Me Lefèbvre a plaidé l'acquittement pur et simple de Zakaria Jaffal et, à titre subsidiaire, l'acquittement au bénéfice du doute. Pour l'avocat, rien dans le dossier du parquet fédéral ne permet de penser que Jaffal a apporté une aide à la cellule terroriste responsable des attentats du 13 novembre.

"Madame la procureure lui reproche d'avoir apporté un soutien à Ahmed Dahmani [considéré comme l'un des logisticiens des attentats] lorsque celui-ci a acheté son billet d'avion pour la Turquie [la veille des attentats]. Mais quel est ce soutien exactement? Il lui a donné l'idée de partir? Jamais! Au contraire! Ils ont en fait passé la journée ensemble et Dahmani lui a demandé de s'arrêter avec lui à l'agence de voyages. Zakaria Jaffal s'est assis dans le canapé tandis que Dahmani était au comptoir", a exposé Me Lefèbvre. 

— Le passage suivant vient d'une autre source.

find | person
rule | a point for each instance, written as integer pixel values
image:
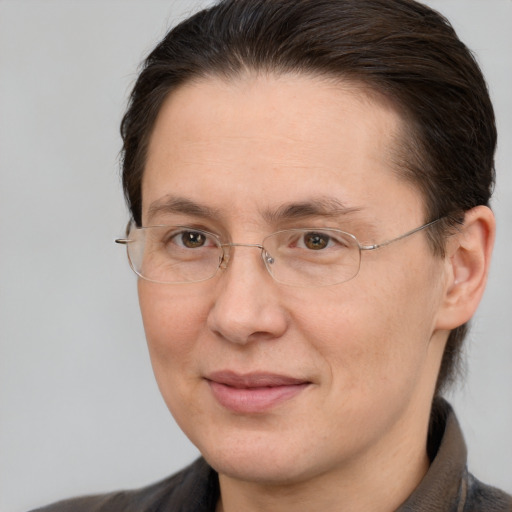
(309, 186)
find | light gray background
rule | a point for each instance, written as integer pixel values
(79, 410)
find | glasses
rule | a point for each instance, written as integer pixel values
(297, 257)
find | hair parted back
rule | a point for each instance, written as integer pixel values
(397, 48)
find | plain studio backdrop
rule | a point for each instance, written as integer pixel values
(79, 409)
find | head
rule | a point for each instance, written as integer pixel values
(401, 50)
(383, 65)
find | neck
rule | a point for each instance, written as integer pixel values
(379, 481)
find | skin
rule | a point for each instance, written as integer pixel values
(368, 349)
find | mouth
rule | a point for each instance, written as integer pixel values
(253, 393)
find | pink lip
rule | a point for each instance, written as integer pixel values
(255, 392)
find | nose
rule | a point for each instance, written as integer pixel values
(247, 304)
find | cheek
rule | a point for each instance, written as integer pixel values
(173, 318)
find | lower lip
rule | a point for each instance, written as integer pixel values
(253, 400)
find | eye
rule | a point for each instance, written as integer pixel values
(316, 241)
(190, 239)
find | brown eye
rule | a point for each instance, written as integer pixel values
(316, 241)
(192, 239)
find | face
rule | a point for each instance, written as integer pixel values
(275, 383)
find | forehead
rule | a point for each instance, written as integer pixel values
(273, 139)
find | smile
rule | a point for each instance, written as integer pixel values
(253, 393)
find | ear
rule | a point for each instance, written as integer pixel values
(468, 255)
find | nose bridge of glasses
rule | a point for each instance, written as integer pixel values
(227, 253)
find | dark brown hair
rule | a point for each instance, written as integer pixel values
(398, 48)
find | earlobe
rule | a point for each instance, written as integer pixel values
(468, 255)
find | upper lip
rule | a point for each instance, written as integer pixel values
(253, 380)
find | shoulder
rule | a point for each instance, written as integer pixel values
(193, 489)
(484, 498)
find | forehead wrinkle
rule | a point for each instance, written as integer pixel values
(181, 205)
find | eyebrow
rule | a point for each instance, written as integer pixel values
(328, 207)
(180, 205)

"La seule petite chose qui aurait pu interpeller mon client c'est que Dahmani partait d'Amsterdam [aéroport de Schiphol] et non de Bruxelles. Il n'a apporté en rien un soutien! Le billet d'avion aurait de toute façon été acheté par Dahmani car lui savait qu'il devait s'enfuir."

"Il ne savait rien"

Le pénaliste est également revenu sur la localisation de Zakaria Jaffal rue de la Serrure à Bruxelles, la veille des attentats, le 12 novembre 2015 vers 03h00, alors que Salah Abdeslam et Mohamed Abrini s'y trouvaient aussi. Selon l'enquête, c'est à ce moment-là que les deux hommes ont installé un brouilleur de GPS dans le véhicule de location Seat Leon, qui sera le lendemain l'un des "convois de la mort". "Le fait qu'il était avec eux n'est qu'une hypothèse", a plaidé Me Lefèbvre. "Et même s'il les a effectivement suivis dans la rue de la Serrure, a-t-il forcément fourni une aide? Était-il forcément au courant de quelque chose? Non. Il ne savait rien", a-t-il martelé.

"Le fait qu'il ait cassé son GSM le soir des attentats, ça c'est troublant", a concédé l'avocat. "Mais est-ce que sa réaction est une aide? C'est ça la question qu'il faut se poser! Il voit les attentats à la télévision, et quelques minutes avant Dahmani l'avait appelé... Je ne sais pas ce que j'aurais fait à sa place. Il panique, oui, mais il panique après que les attentats soient commis. Quelle est donc l'aide effective qu'il apporte? Il n'y en a pas!", a plaidé Me Lefèbvre.

Zakaria Jaffal avait été arrêté en janvier 2016 dans le cadre de l'enquête belge sur les attentats à Paris. Il avait fait quatre mois de détention préventive avant d'être libéré. La procureure fédérale a requis une peine de 18 mois de prison avec sursis à son encontre. Elle l'estime coupable de participation aux activités d'un groupe terroriste pour avoir "activement soutenu son très proche ami Ahmed Dahmani en favorisant son départ vers la Syrie".